Perhaps, Bond may also spice up the mapping project by updating some essays. In the introduction to Landour Bazaar , for example, he describes how “the Garhwal Himalaya and the people who live on these mountain slopes in the mist-filled valleys have long since learned humility, patience, and a quiet resignation”, with a familiar rhythm to their cheer-filled days but very tough lives — but he notes, with a tone of regret, the changes that have come to the legendary bazaar in the twenty or so years since he wrote the title essay. Yet, even as Mussoorie and Landour change, for countless readers who may make their way around these hill stations, what they see will be some unique combination of the actual landscape and the picture Bond has painted over time not just in his non-fiction, but especially in his fiction.
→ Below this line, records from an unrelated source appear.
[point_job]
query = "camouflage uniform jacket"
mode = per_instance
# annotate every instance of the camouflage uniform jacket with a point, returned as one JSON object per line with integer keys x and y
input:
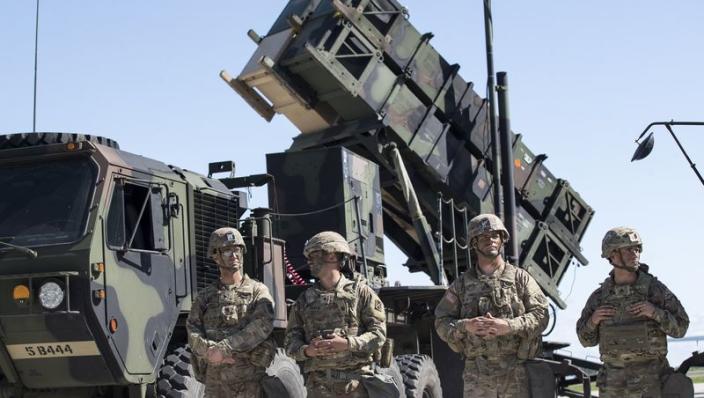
{"x": 351, "y": 309}
{"x": 509, "y": 293}
{"x": 235, "y": 319}
{"x": 626, "y": 337}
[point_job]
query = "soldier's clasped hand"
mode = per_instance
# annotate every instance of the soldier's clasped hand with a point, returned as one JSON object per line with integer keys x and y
{"x": 496, "y": 326}
{"x": 644, "y": 308}
{"x": 332, "y": 345}
{"x": 601, "y": 313}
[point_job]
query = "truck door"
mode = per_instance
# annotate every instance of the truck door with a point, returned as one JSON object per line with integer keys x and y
{"x": 139, "y": 271}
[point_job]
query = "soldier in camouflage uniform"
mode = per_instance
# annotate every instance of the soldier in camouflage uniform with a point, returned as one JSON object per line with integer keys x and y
{"x": 230, "y": 324}
{"x": 630, "y": 316}
{"x": 335, "y": 326}
{"x": 493, "y": 314}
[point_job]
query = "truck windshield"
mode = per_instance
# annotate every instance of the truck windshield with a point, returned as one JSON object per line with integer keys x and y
{"x": 45, "y": 203}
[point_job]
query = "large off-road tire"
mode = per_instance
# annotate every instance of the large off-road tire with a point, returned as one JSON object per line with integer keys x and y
{"x": 420, "y": 376}
{"x": 395, "y": 372}
{"x": 175, "y": 379}
{"x": 283, "y": 378}
{"x": 19, "y": 140}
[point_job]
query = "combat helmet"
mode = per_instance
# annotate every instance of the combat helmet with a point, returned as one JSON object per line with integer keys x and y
{"x": 619, "y": 237}
{"x": 327, "y": 241}
{"x": 224, "y": 237}
{"x": 485, "y": 223}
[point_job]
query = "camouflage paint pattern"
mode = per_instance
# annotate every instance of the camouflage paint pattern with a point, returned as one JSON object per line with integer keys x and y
{"x": 364, "y": 60}
{"x": 493, "y": 366}
{"x": 123, "y": 304}
{"x": 237, "y": 320}
{"x": 633, "y": 348}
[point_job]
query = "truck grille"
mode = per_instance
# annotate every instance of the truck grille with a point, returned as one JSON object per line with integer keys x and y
{"x": 211, "y": 212}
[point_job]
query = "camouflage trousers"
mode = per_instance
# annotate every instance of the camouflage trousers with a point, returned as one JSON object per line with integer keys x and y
{"x": 633, "y": 380}
{"x": 249, "y": 389}
{"x": 495, "y": 379}
{"x": 320, "y": 385}
{"x": 234, "y": 382}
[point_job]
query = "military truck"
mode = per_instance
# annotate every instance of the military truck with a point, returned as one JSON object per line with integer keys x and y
{"x": 102, "y": 250}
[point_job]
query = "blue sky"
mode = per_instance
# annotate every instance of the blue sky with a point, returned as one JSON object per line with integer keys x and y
{"x": 586, "y": 78}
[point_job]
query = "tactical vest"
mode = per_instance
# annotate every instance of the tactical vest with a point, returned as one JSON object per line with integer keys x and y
{"x": 502, "y": 298}
{"x": 627, "y": 337}
{"x": 224, "y": 310}
{"x": 335, "y": 311}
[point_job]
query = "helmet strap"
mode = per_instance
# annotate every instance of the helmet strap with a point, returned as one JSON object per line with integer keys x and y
{"x": 623, "y": 267}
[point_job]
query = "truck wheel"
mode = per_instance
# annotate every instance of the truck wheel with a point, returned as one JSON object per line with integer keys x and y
{"x": 176, "y": 378}
{"x": 420, "y": 376}
{"x": 19, "y": 140}
{"x": 395, "y": 372}
{"x": 283, "y": 378}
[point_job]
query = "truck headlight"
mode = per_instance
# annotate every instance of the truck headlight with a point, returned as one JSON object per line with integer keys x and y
{"x": 51, "y": 295}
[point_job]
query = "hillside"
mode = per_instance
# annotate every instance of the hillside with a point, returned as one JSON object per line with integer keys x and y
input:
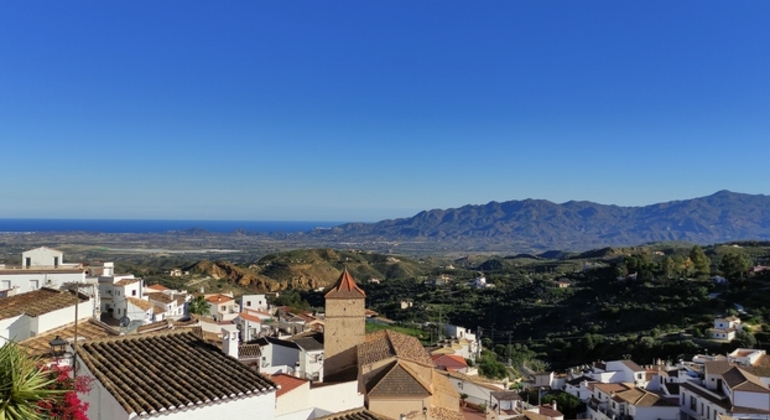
{"x": 539, "y": 225}
{"x": 309, "y": 269}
No Ruskin Bond story is there in Literary Landscapes: Charting the Worlds of Classic Literature , a vividly illustrated volume edited by John Sutherland. He summarises it as “a collection of the world’s most memorable fictionalised geographies”. Sometimes the fictional touches don’t just change our perception of a place, they actually alter the map. Patrick Modiano, who won the Nobel Prize for literature in 2014, had situated his 1997 novel The Search Warrant ( Dora Bruder in the French original), set against the Holocaust and the German occupation of France during World War II, in the non-touristy quarters of Paris’s 18th arrondissement. It came full circle in 2015, when, as Catherine Taylor updates us, “the City of Paris named a promenade in the 18th arrondissement after Dora Bruder, the missing Jewish girl of Modiano’s novel.”
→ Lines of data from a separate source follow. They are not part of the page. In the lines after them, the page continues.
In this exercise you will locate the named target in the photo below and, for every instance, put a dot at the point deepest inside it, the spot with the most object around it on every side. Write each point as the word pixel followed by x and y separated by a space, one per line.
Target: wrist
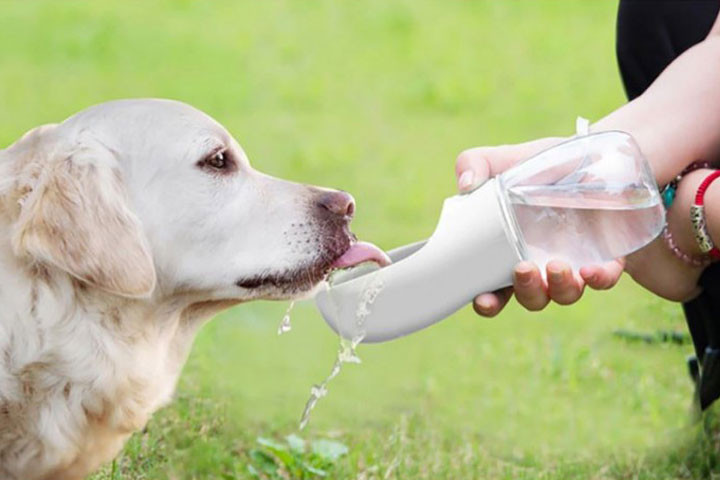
pixel 678 216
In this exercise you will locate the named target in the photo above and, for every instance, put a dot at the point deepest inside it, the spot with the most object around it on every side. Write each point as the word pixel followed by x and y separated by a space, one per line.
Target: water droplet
pixel 346 352
pixel 285 325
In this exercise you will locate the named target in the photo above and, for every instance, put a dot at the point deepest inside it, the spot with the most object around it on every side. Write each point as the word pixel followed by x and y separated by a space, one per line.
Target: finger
pixel 490 304
pixel 529 286
pixel 475 165
pixel 602 277
pixel 472 167
pixel 563 287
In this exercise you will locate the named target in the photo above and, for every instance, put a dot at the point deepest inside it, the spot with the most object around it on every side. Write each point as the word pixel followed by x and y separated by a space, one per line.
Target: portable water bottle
pixel 588 200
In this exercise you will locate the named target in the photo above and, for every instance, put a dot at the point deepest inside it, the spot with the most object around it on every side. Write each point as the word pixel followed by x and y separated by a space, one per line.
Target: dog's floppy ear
pixel 75 216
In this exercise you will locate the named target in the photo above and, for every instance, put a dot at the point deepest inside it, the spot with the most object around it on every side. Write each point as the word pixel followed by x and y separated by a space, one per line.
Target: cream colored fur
pixel 116 243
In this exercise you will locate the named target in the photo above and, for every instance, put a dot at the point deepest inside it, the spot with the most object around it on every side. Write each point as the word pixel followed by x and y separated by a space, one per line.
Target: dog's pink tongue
pixel 362 252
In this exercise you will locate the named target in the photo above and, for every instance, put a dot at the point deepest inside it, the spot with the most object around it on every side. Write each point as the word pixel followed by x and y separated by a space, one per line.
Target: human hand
pixel 563 286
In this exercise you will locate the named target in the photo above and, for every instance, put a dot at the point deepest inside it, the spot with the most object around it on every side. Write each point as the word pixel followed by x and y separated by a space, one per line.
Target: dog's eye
pixel 217 160
pixel 220 161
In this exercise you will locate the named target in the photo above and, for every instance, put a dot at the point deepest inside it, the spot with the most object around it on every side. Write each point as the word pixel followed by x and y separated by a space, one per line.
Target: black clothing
pixel 650 35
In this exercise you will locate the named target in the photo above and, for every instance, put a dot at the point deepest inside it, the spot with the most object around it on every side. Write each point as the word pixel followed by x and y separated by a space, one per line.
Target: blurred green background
pixel 377 97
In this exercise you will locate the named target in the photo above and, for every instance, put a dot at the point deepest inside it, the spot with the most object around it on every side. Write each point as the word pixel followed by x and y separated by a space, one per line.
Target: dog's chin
pixel 293 284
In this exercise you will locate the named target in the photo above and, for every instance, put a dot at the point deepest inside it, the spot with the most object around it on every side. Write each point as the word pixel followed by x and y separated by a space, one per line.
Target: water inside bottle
pixel 586 224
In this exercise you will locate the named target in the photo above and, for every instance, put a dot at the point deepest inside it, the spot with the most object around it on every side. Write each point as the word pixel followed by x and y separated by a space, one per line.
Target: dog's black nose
pixel 337 202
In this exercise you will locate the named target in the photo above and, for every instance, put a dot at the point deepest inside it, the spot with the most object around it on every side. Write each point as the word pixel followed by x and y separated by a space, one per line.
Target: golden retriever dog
pixel 123 229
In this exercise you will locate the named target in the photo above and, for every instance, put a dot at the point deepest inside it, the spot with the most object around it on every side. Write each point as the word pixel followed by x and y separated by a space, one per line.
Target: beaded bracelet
pixel 697 215
pixel 668 195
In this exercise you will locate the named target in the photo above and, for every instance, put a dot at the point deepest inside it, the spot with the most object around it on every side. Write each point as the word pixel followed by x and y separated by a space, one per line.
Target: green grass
pixel 377 97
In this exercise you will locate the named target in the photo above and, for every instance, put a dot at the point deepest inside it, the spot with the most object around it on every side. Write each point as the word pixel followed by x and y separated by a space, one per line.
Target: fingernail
pixel 523 274
pixel 555 274
pixel 466 180
pixel 483 303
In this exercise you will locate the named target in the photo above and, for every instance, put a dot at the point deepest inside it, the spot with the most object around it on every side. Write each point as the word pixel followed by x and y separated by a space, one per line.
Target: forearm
pixel 677 120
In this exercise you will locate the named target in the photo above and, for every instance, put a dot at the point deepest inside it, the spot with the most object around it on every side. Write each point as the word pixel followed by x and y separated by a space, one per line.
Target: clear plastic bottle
pixel 585 201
And as the Windrush issue comes back centre stage in Britain, it is instructive to map the London of characters in Trinidadian writer Samuel Selvon’s 1956 novel, The Lonely Londoners . Kate McNaughton shows how the opening line of Selvon’s classic uses not just imagery but also nuances of diction to contrast the London everyone is presumed to be familiar with the diverse ‘Londons’ various immigrants, specifically of the Windrush wave, occupy: “One grim winter evening, when it had a kind of unrealness about London, with a fog sleeping restlessly over the city and the lights showing in the blur as it is not London at all but some strange place on another planet, Moses Aloetta hop on a number 46 bus at the corner of Chepstow Road and Westbourne Grove to go to Waterloo to meet a fellar who was coming from Trinidad on the boat-train.” Selvon and Barbadian George Lamming ( In the Castle of My Skin , 1953) found the key for generations of West Indian, and other, writers to come, that to depict a place, language was key.
Cairenes, on their part, caution first-time visitors to their city to read Naguib Mahfouz before they set foot in the Egyptian capital or they’ll never know it. Andrew Taylor recommends Midaq Alley (1947) to get a measure of the city’s profile: “Mahfouz makes the alley much more than a setting for his characters. From the first page it is presented as a character in its own right, depicted through not just its physical appearance but the textures of its crumbling walls, the smells of spices and folk cures, the deep colors of a city sunset, and the intimate evening whispers as the daytime noises die down.”
That’s one of the reasons we keep going back to great works — to catch snatches of, among other things, “intimate evening whispers”.